Furthermore, in the next cycle, if there is a line for ST signal reception, all the received data of the corresponding line, the number of received digits, the line number, and the reception status are read from the data storage RAM and set in the input/output buffer register ^IOB . Then, the central processing unit CPU interface control unit IFC determines whether or not the processor bus can be used, and if possible, transfers the data set in ^IOB to the central processing unit CPU.

Also, during the above processing, if there is a line status monitoring or relay control order from the central processing unit CPU,
The interface device IFC detects and stores the interrupt address of the MF signal reception process in the sequencer SEQ, and the interface device IFC receives a command from the central processing unit CPU. After that, the calculation unit ALU
If the scanning device SCN or relay drive circuit RC is empty, the command is set in the command register SCR or RCR and the processing instruction is executed. Above central processing unit
When the CPU order is completed, the sequencer SEQ reads the stored address and resumes operation from the interrupted point.

As described above, according to the present invention, it is possible to realize a communication path signal processing system that reduces the load on the central processing unit.
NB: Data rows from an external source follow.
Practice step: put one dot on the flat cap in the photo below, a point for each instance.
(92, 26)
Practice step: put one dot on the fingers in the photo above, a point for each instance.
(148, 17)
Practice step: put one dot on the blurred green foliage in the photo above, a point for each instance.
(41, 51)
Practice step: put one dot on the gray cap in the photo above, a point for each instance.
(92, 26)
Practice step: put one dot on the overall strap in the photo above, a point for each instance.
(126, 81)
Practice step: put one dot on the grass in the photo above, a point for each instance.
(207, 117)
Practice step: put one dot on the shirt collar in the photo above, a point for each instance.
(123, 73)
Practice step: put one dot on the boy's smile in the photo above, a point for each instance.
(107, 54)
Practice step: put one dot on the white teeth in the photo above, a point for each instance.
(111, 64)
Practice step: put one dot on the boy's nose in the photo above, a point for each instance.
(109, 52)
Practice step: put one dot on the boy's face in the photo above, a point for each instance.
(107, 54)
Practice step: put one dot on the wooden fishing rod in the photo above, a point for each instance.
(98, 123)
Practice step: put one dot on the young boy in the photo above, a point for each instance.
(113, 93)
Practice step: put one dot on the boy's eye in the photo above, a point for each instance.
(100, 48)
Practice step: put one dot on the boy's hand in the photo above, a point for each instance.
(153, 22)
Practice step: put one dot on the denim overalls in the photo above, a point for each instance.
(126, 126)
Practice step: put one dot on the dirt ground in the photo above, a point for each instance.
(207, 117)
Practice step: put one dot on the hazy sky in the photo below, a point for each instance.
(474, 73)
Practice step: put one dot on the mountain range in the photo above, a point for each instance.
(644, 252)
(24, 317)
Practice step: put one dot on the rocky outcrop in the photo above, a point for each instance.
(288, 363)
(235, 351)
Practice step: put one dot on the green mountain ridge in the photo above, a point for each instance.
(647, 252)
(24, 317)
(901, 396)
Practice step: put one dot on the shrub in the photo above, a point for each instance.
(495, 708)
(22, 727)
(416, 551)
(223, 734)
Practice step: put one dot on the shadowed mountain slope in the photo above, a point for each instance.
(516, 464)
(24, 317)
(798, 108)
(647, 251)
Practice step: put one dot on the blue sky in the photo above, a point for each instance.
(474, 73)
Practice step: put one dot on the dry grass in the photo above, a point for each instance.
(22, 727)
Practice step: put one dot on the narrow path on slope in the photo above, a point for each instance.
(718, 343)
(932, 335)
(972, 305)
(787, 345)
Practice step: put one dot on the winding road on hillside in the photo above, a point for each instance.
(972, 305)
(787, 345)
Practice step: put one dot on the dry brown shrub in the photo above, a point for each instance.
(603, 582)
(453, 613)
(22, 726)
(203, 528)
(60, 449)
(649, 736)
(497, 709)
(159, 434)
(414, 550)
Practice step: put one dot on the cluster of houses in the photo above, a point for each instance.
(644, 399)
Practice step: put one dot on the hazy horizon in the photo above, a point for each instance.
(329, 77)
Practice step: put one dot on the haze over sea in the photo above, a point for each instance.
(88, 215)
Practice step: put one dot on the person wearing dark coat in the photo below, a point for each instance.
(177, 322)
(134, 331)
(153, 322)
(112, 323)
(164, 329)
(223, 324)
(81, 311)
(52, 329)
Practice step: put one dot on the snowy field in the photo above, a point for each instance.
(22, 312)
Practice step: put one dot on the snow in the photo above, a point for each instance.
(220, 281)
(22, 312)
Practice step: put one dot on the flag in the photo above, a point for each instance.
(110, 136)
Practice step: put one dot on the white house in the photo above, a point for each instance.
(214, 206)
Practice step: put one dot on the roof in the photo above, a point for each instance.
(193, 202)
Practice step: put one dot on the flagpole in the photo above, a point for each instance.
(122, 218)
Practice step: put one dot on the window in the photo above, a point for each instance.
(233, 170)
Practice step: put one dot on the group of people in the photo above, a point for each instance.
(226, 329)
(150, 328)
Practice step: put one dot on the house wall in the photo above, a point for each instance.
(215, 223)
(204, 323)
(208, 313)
[Brief explanation of the drawing]

FIG. 1 is a diagram of a conventional channel signal processing system, FIG. 2 is a diagram of a signal processing system of the present invention, and FIG. 3 is a configuration diagram of the channel control device shown in FIG. 2. CPU...Central processing unit, IFC...Interface device, IOB...I/O buffer register, RAM...Data storage unit, RAR...Address register of data storage unit, ALU...Arithmetic unit, RCR, SCR...Command register, TIM...Internal Timing circuit, SEQ...
Program control unit (sequencer), CM...micro program, CMR...micro program register, DEC...decoder.

Claims (1)

[Scope of Claims] 1. In a call path signal processing method in which call path control of an electronic exchange is performed decentrally from a central processing unit, a call path signal processing system connected to a signal scanning device and a relay driving device of the call path and the central processing unit. The apparatus includes a pulse generator that generates pulses with a period independent of the central processing unit, a microprogram control unit that detects the periodic pulses from the pulse generator, and a multi-frequency signal reader housed in the signal scanning device. a data storage unit that stores point information; and a calculation unit that performs startup processing of the signal scanning device according to the read point information, and when a periodic pulse is generated from the pulse generation unit, the microprogram control unit detect,
Next, the microprogram control section reads out the multi-frequency signal reading point information from the data storage section, starts the signal scanning device based on the result of the calculation section, and then returns the read data from the signal scanning device. If there is a line for ST signal reception, all the received data of the line, the number of received digits, the line number, and the reception status are transferred to the central processing unit.